A delimited text file, sometimes called a "csv" file or a flat file, is a very common method for encapsulating a dataset. Almost all systems or other file formats have a way to export data into delimited files, making it an easy and simple way to exchange files between systems. However, despite there being fairly strict standards in place for how a delimited file is to be created, there are differences from one system to the next that require options to be set and sometimes cause issues. This document will explain how to import a delimited text file and the various options available. Please see https://support.lityxiq.com/402593-Potential-Errors-Importing-Numeric-Fields-with-Non-Numeric-Data for other common issues of which you should be aware when importing delimited files.
Note that a delimited file is "just" a file, so it can be stored and retrieved from a variety of types of file locations. For example, delimited files can be placed on FTP sites, in Google Drive, in an Amazon S3 bucket, or in the LityxIQ File Manager (see https://support.lityxiq.com/374367-Using-the-File-Manager for more on the File Manager). Regardless of the location of the file you wish to import, the method and options for importing are the same.
Whether creating a new raw dataset (https://support.lityxiq.com/319229-Create-New-Dataset) or editing an existing one (https://support.lityxiq.com/261835-Define-the-Source-Settings-for-a-Raw-Dataset), the options you will use are on the Data Source tab.
Left Side of Data Source Tab
The left side of the Data Source tab contains settings related to locating the file itself.

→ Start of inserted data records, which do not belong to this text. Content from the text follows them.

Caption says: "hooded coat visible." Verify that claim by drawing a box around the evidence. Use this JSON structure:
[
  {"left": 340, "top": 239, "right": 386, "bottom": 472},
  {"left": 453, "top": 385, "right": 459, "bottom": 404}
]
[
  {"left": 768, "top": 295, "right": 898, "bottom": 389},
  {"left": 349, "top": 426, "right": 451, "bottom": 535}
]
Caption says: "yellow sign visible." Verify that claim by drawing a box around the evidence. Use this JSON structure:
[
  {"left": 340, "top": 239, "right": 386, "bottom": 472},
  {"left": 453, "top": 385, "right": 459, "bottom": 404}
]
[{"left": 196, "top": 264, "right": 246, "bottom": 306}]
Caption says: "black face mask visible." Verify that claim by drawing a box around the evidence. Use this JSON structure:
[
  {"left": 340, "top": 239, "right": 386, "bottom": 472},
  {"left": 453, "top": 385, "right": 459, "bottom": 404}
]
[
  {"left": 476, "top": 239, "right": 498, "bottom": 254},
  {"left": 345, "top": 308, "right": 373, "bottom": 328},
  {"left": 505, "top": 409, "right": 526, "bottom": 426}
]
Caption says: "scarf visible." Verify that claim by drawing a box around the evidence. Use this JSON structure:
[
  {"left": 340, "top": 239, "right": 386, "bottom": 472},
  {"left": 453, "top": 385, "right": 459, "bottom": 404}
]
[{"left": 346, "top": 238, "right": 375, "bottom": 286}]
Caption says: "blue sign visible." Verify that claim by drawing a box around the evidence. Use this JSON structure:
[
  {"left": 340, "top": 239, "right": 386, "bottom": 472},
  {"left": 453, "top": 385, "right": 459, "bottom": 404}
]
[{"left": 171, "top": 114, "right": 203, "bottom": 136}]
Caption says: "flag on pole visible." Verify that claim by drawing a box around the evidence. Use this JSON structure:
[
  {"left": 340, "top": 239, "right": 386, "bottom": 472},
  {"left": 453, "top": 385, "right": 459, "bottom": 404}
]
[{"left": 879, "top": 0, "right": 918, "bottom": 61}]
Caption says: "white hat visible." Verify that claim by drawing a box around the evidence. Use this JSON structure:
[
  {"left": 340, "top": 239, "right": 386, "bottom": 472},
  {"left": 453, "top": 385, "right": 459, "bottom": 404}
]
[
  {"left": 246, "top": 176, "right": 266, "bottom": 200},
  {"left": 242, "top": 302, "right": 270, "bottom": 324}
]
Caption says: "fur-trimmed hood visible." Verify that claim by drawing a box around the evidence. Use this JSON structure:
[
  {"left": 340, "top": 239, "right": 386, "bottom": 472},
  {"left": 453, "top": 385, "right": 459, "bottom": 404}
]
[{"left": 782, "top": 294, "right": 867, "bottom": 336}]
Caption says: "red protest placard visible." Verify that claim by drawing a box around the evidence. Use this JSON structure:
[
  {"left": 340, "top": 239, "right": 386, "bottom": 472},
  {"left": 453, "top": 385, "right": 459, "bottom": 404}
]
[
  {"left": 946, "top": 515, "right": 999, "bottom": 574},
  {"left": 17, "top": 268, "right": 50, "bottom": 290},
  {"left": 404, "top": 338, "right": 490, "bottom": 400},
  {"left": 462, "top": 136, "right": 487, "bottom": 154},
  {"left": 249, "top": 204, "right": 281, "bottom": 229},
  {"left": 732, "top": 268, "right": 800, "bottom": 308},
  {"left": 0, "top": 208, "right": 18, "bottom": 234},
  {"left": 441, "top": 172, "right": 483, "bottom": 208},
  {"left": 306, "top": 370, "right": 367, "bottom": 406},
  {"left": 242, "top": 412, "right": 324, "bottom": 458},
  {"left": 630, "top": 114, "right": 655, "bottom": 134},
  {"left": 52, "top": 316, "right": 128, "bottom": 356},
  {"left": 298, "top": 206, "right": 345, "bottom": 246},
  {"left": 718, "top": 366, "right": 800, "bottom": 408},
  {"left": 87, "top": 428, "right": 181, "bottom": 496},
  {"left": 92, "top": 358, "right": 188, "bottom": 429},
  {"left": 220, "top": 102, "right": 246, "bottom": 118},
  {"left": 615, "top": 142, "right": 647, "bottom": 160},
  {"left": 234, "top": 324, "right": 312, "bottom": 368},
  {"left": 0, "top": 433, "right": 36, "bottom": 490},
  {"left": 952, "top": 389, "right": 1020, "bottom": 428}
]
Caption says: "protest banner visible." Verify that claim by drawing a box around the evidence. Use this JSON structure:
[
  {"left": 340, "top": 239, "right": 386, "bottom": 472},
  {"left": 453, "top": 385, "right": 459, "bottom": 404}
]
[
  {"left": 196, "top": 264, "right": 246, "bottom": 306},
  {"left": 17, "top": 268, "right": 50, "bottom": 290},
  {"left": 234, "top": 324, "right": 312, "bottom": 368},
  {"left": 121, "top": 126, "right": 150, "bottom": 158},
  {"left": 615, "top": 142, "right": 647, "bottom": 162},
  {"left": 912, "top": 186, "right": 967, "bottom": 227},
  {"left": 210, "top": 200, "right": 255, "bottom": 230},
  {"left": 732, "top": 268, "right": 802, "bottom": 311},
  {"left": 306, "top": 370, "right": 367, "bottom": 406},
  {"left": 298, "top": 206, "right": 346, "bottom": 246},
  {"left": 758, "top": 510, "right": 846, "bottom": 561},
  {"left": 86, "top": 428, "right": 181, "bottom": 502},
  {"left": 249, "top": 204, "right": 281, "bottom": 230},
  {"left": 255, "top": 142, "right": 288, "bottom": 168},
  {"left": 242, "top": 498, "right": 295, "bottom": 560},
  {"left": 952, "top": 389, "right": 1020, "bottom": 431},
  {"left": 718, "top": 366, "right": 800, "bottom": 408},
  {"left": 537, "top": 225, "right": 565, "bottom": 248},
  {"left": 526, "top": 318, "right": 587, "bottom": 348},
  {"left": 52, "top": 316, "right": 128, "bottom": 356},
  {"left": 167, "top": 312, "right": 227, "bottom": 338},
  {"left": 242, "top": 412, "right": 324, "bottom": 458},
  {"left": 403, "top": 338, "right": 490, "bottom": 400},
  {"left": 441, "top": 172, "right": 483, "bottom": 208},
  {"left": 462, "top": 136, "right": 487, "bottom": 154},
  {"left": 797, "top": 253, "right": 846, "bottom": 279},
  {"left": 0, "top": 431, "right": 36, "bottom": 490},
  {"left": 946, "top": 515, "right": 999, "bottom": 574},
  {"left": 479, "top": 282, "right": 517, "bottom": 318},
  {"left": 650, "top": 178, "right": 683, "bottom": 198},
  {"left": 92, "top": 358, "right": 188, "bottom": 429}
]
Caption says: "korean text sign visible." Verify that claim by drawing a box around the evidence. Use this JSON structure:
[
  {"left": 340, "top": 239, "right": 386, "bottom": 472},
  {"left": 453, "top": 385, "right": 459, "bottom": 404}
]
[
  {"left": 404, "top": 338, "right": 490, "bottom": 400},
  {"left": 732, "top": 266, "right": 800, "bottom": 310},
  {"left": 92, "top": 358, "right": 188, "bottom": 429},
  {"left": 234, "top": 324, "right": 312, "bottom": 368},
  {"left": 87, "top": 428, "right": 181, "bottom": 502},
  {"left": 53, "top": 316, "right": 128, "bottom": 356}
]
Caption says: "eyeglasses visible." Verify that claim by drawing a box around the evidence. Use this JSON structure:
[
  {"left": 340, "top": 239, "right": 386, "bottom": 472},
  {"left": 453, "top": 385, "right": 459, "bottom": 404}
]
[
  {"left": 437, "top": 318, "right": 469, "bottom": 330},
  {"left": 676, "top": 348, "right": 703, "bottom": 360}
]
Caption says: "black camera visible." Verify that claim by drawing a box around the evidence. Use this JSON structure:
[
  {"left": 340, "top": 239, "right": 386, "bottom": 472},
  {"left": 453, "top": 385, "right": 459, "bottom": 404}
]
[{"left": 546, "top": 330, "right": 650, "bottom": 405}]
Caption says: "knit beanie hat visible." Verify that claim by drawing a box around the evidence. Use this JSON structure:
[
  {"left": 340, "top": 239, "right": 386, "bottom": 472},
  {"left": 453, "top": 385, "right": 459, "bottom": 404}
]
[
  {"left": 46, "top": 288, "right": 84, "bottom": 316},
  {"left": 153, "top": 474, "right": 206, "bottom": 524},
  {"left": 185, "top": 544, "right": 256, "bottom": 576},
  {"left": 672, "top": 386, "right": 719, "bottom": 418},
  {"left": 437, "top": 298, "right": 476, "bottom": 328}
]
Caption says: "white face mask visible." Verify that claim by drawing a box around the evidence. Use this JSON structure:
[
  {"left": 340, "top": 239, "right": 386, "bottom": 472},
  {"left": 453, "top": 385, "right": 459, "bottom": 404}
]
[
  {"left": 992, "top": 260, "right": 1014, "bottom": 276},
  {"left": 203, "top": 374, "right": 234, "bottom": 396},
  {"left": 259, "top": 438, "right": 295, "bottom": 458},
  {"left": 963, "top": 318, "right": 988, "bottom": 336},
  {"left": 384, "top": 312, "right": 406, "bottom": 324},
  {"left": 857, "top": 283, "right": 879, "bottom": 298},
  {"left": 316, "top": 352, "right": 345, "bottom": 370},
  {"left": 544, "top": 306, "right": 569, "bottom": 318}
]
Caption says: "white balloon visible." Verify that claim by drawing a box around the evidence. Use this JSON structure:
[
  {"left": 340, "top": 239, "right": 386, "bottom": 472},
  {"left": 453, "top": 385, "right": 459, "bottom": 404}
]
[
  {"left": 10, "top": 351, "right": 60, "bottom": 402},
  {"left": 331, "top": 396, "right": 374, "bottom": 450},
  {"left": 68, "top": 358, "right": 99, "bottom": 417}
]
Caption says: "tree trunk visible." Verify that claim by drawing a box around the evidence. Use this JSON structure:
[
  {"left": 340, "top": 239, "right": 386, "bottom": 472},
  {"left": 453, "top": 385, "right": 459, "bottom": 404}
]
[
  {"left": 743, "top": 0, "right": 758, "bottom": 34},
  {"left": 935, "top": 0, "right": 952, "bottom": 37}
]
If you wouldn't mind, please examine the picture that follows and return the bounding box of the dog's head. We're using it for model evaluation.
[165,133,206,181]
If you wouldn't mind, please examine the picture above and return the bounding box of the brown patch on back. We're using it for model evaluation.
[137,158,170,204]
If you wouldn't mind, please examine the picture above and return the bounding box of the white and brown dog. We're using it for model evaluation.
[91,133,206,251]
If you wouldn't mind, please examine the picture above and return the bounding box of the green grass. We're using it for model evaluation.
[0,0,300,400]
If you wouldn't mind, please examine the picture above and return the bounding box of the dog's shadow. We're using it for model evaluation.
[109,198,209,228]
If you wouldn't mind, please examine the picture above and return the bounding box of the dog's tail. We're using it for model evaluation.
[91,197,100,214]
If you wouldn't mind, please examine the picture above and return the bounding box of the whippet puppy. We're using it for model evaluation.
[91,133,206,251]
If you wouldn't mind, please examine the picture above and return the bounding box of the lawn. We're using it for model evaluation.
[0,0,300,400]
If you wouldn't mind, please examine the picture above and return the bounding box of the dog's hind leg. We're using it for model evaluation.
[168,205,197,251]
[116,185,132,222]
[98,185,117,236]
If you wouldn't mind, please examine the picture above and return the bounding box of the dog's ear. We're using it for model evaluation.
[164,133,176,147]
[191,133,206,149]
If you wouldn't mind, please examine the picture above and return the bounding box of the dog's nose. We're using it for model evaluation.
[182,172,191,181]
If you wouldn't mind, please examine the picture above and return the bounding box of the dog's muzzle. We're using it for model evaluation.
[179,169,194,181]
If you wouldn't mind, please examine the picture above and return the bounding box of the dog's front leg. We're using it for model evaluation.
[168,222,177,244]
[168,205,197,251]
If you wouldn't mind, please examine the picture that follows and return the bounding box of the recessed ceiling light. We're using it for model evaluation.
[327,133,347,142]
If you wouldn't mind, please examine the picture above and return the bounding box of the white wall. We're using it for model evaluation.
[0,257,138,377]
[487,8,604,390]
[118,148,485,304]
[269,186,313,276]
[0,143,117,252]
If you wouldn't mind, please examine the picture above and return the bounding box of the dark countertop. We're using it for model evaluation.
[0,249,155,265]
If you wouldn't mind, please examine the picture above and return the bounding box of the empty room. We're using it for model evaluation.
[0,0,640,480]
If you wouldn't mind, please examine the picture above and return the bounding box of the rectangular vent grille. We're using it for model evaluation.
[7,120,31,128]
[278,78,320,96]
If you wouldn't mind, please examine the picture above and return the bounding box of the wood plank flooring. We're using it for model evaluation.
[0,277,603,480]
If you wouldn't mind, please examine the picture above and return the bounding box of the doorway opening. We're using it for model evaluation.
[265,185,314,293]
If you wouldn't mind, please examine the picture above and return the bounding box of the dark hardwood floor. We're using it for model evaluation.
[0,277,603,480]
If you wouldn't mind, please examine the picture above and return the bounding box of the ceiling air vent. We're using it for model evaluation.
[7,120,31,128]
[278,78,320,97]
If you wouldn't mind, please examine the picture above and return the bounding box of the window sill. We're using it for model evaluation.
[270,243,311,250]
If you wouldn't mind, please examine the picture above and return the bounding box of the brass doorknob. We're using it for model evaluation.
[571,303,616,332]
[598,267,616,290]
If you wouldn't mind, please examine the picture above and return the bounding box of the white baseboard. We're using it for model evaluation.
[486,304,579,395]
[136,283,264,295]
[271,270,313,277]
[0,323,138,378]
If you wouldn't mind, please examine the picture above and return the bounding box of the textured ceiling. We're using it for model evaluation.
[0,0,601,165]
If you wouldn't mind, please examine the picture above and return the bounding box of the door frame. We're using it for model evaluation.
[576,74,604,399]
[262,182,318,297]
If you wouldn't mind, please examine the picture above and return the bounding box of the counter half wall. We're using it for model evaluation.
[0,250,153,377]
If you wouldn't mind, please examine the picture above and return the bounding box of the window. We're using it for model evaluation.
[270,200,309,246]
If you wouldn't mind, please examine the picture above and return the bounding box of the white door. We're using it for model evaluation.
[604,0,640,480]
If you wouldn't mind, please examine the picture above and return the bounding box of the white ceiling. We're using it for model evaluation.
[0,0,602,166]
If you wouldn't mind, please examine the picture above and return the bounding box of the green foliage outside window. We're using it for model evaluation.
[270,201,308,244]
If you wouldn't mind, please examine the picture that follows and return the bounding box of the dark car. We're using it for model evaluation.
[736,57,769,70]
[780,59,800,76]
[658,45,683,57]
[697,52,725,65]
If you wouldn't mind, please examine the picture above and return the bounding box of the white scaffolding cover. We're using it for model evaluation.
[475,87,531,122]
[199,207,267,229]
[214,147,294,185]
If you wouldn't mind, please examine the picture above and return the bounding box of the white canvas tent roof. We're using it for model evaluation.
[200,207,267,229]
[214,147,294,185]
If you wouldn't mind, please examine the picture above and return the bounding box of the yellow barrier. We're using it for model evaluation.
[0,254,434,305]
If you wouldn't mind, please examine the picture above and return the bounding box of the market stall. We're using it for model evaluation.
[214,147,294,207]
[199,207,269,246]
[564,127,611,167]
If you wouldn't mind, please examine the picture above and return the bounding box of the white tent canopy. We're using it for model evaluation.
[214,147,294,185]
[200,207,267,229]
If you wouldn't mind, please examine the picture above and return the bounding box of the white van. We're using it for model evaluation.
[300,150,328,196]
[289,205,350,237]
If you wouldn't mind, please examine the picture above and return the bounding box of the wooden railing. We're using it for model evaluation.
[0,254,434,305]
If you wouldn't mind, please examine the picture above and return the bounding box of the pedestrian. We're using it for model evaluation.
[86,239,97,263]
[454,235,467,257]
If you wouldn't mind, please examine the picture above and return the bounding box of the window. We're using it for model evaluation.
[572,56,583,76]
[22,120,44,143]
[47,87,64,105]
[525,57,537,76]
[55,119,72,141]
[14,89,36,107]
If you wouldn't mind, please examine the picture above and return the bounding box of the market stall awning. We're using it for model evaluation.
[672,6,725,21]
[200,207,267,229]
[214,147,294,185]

Location - As mentioned above, the location of a delimited text file can be the LityxIQ Manager or a Data Connection you have setup. Select the location/connection where the file can be found.
Use Filename Template - In this discussion, we will use the setting "Standard Import - No Template". The other options available are described elsewhere, but in any case do not affect the other settings for the delimited text file.
Filename - When you click the Filename box, a file selection dialog will appear similar to that shown below. LityxIQ will make the connection to the chosen location and display the files and folders it finds. Navigate the files and folders to find the one you want to import. See the https://support.lityxiq.com/374367-Using-the-File-Manager document for more help on navigating the files and folders and selecting a file. The document is specific to the LityxIQ File Manager, but navigation is similar regardless of the location.
- When you select a file, LityxIQ will attempt to determine the optimal setting for other options in this dialog. For example, it will try to determine the type of file and the delimiter and then pre-populate those settings.
Compressed File - LityxIQ supports import of files that are not compressed, or are compressed in a variety of formats.
- Not Compressed - select this option if the file is not compressed (the default).
- Gz, Bz2, or Zip - select one of these options if the delimited text file is stored in these compressed formats.
- Special note - In the case of a zip file, the delimited text file will be embedded as one of potentially many files compressed within the zip file. In this case, additional options will appear.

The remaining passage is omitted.